Se dovesse stilare un elenco di nomi di giovani artisti talentuosi della scena internazionale, anche italiana se lo ritiene opportuno, chi menzionerebbe?

«Vorrei citare solo italiani perché il mio obiettivo qui negli Usa è proprio quello di portare avanti artisti contemporanei italiani, sebbene sia molto difficile scegliere, visto che ce ne sono tanti e anche molto bravi, vorrei citare una ragazza, che ha fatto la sua prima mostra con noi a Roma quando era ancora studente alla Accademia di Belle Arti con il professore Gino Marotta, che ha sempre creduto molto in lei, Beatrice Scaccia. Beatrice ha vinto un concorso con il Ministero degli Esteri molti anni fa ed è venuta a fare una residenza a New York, lei è tornata qui, ha ottenuto il visto, ha avuto una residenza al Moma Ps1, lavora con Jeff Koons ed ha un grande seguito di collezionisti in tutto il mondo, è un esempio di dedizione e passione, ricordo l’amore del Professor Marotta che ha sempre giustamente creduto in lei. Oltre a Beatrice vorrei citare altri due giovani i Blue and Joy che quest’anno festeggeranno i loro dieci anni di attività con una personale alla galleria Ca’ d’Oro di NYC , eclettici, aggressivi, ironici, unici e con 1000 idee che ancora devono partorire, nascono nella pubblicità con la più grande agenzia la Saatchi and Saatchi e decidono giovanissimi che la loro strada era l’arte. Oltre alle mostre alla Triennale di Milano, il Macro di Roma, il Museo di Arte e Design del Miami Dade College e al Palazzo Reale di Napoli, lo scorso anno Fendi ,nei flagstore di tutto il mondo, li ha scelti come artisti rappresentativi del brand».

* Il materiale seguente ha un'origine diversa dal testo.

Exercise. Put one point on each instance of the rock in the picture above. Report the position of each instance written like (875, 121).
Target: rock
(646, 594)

Quali progetti curatoriali prenderanno vita nel prossimo futuro all’interno della programmazione della galleria Ca’ d’Oro di New York e Miami?

«Non ci fermiamo mai, la originaria Galleria di Roma, oggi seguita da mia sorella Cristina che collabora con mio padre Antonio membro della Fondazione de Chirico, ha cominciato a seguire gli “street artists” e stiamo ragionando ad un progetto con loro sui Wynwood Walls (Miami), la sede di New York inaugura una mostra ogni 30 giorni ma soprattutto ci stiamo concentrando sulle fiere, da Los Angeles, a Palm Beach da Southampton a NYC, da Miami a Bologna dove vogliamo esporre il prossimo anno per la prima volta. E non mancheranno grandi progetti con ‘emerging artists’di cui sentirete parlare moltissimo, io sono venuta negli Stati Uniti per coronare come tanti l’american dream che per me è e resterà un Italian Dream».